Los siete pecados capitales se definen por su oposición a una virtud: soberbia versus humildad;
avaricia (no acaparar para gastar, sino para tener) versus generosidad;
envidia versus caridad;
odio versus bondad;
lujuria versus castidad;
gula versus templanza;
pereza versus diligencia.
El contraste entre los siete pecados y el decálogo es evidente: de la prohibición legal de actos externos precisamente definidos (asesinato, robo, adoración de falsos dioses, etcétera) pasamos a lasactitudes internas que provocan ese mal. Esto explica la estructura de los siete pecados: primero, los tres pecados del ego en relación consigo mismo, como su falta o incapacidad para el autocontrol, su explosión inmoderada y excesiva (lujuria, gula, ira); luego, los tres pecados del ego en relación con su objeto de deseo, es decir, la interiorización reflexiva de los tres primeros pecados (orgullo de hacerse con ello, avaricia de acapararlo, envidia hacia quienes lo tienen; en simetría con la lujuria de consumirlo, la gula para engullirlo, la ira ante el otro, que lo posee). Por último, la pereza como nivel cero, como afirmación del abismo que nos separa del objeto de deseo, que, según Agamben (véanse sus Estancias), vuelve a estar estructurado en tres: la tristeza melancólica de no poseerlo, la acedía o desesperación de no poder conservarlo y la pereza como indiferencia hacia quienes lo tienen («demasiado abúlico como para preocuparse o incluso para sentir envidia»; como una actitud ética: «Sé cuál es mi deber, pero soy incapaz de obligarme a cumplirlo, me da igual»). ¿Hemos de concluir que hay pecados capitales?

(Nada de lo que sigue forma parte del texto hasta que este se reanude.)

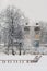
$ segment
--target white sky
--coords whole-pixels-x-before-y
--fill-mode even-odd
[[[47,0],[0,0],[0,9],[13,4],[31,21],[47,22]]]

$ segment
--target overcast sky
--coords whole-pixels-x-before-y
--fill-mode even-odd
[[[47,22],[47,0],[0,0],[0,10],[9,4],[21,9],[31,21]]]

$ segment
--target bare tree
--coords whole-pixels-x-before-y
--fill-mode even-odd
[[[14,40],[15,46],[16,43],[20,46],[20,55],[21,55],[21,47],[23,43],[23,31],[21,24],[24,23],[25,19],[22,19],[22,14],[20,10],[15,9],[14,7],[8,7],[1,14],[0,14],[0,22],[3,21],[3,36],[4,36],[4,44],[8,43],[8,51],[10,46],[12,47],[12,54],[14,55]],[[24,17],[24,16],[23,16]],[[7,37],[7,39],[5,39]]]

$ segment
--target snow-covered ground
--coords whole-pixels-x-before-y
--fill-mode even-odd
[[[19,58],[19,56],[16,56]],[[16,59],[15,56],[1,56],[0,59]],[[21,56],[20,58],[33,59],[33,56]],[[0,63],[0,71],[47,71],[47,56],[42,56],[37,63]]]

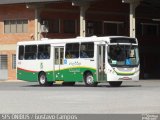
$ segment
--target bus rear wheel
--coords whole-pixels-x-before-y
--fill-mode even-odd
[[[74,86],[75,82],[63,82],[62,85],[63,86]]]
[[[41,86],[51,86],[51,85],[53,85],[53,82],[48,82],[47,81],[46,74],[44,72],[41,72],[39,74],[38,82]]]
[[[122,81],[113,81],[113,82],[109,82],[111,87],[120,87],[122,84]]]
[[[93,75],[91,73],[87,73],[85,76],[84,76],[84,82],[85,82],[85,85],[88,86],[88,87],[96,87],[97,86],[97,82],[94,82],[94,78],[93,78]]]

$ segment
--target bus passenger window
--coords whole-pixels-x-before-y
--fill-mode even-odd
[[[80,57],[81,58],[93,58],[94,57],[94,43],[81,43],[80,48]]]
[[[19,46],[18,59],[23,60],[23,58],[24,58],[24,46]]]
[[[35,60],[37,55],[37,45],[26,45],[25,46],[25,60]]]
[[[66,44],[65,57],[68,59],[79,58],[79,43]]]
[[[50,59],[50,45],[38,46],[38,59]]]

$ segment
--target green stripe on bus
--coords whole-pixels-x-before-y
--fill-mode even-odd
[[[70,67],[55,71],[44,71],[48,81],[63,80],[66,82],[82,82],[83,73],[90,71],[96,81],[96,69],[88,67]],[[58,74],[59,73],[59,74]],[[38,81],[39,72],[17,69],[17,78],[25,81]]]

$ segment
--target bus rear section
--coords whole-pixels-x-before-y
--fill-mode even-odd
[[[139,53],[135,38],[111,38],[107,45],[107,81],[120,86],[123,81],[139,80]]]

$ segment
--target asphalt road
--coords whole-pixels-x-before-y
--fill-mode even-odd
[[[118,88],[0,82],[0,113],[157,114],[160,80],[126,82]]]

Por otro lado, ¿no es posible oponer los primeros siete pecados en el eje del yo y el otro? La frugalidad es lo opuesto de la envidia (el deseo de tenerlo versus la envidia del otro, que supuestamente lo tiene), la soberbia (del propio yo) es lo opuesto a la ira (hacia el otro), y la lujuria (experimentada por el yo) es lo opuesto a la gula (el insaciable anhelo del objeto). Y los tres aspectos de la pereza también se pueden desplegar en este eje: la acedía no es ni frugalidad ni envidia por la posesión del bien; la melancolía no es ni lujuria masoquista autoindulgente ni anhelo insatisfecho; y, por último, la pereza no es lujuria ni gula, sino indiferencia. La frugalidad no es la mera pereza (anti)capitalista, sino una desesperada «enfermedad hacia la muerte», la actitud que consiste en conocer nuestro deber eterno y, sin embargo, evitarlo; la acedía es la tristitia mortifera, no una simple pereza, sino una resignación desesperada: quiero el objeto, no la forma de llegar hasta él, por lo que renuncio al abismo entre el deseo y el objeto. En este preciso sentido, la acedía es lo opuesto a la diligencia. Lo que la acedía revela es, en última instancia, el deseo y su objeto; la acedía no es ética en el sentido lacaniano de comprometer el deseo, céder sur son désir.
Incluso tenemos la tentación de historizar el último pecado: antes de la modernidad, fue la melancolía (que se resistía a la búsqueda del bien); con el capitalismo, se reinterpretó como pereza (que se resistía al trabajo ético); hoy,en nuestra sociedad pos-, es la depresión (que se resiste al disfrute de la vida, a ser felices a través del consumo). Una película japonesa en blanco y negro de principios de la década de 1960, ambientada en la Segunda Guerra Mundial —por razones traumáticas he olvidado su título, pero no es El paciente japonés— cuenta la historia de un soldado que se recupera en un hospital después de haber perdido sus dos manos en combate. Anhelando desesperadamente algún tipo de placer sexual, pide a una enfermera amable que lo masturbe (no puede hacerlo él mismo al no tener manos). La enfermera accede y, compadeciéndose de él, al día siguiente entra en su cama y mantienen una relación sexual completa. Cuando al día siguiente lo visita descubre su cama vacía y le dicen que la noche anterior el soldado se suicidó arrojándose por la ventana: el placer inesperado fue demasiado para él… Aquí nos enfrentamos a un dilema ético simple: ¿habría sido mejor que la enfermera no hiciera el amor con el soldado, de modo que este probablemente habría sobrevivido (para vivir una existencia miserable) o hizo lo correcto, aunque esto condujera al suicidio del soldado (obtener el placer total de manera fugaz, mientras era consciente de que no podía durar, ya que pronto se vería privado de ello y para siempre, fue demasiado para él)? La expresión lacaniana «no comprometas tu deseo» impone definitivamente la segunda opción como la única opción ética.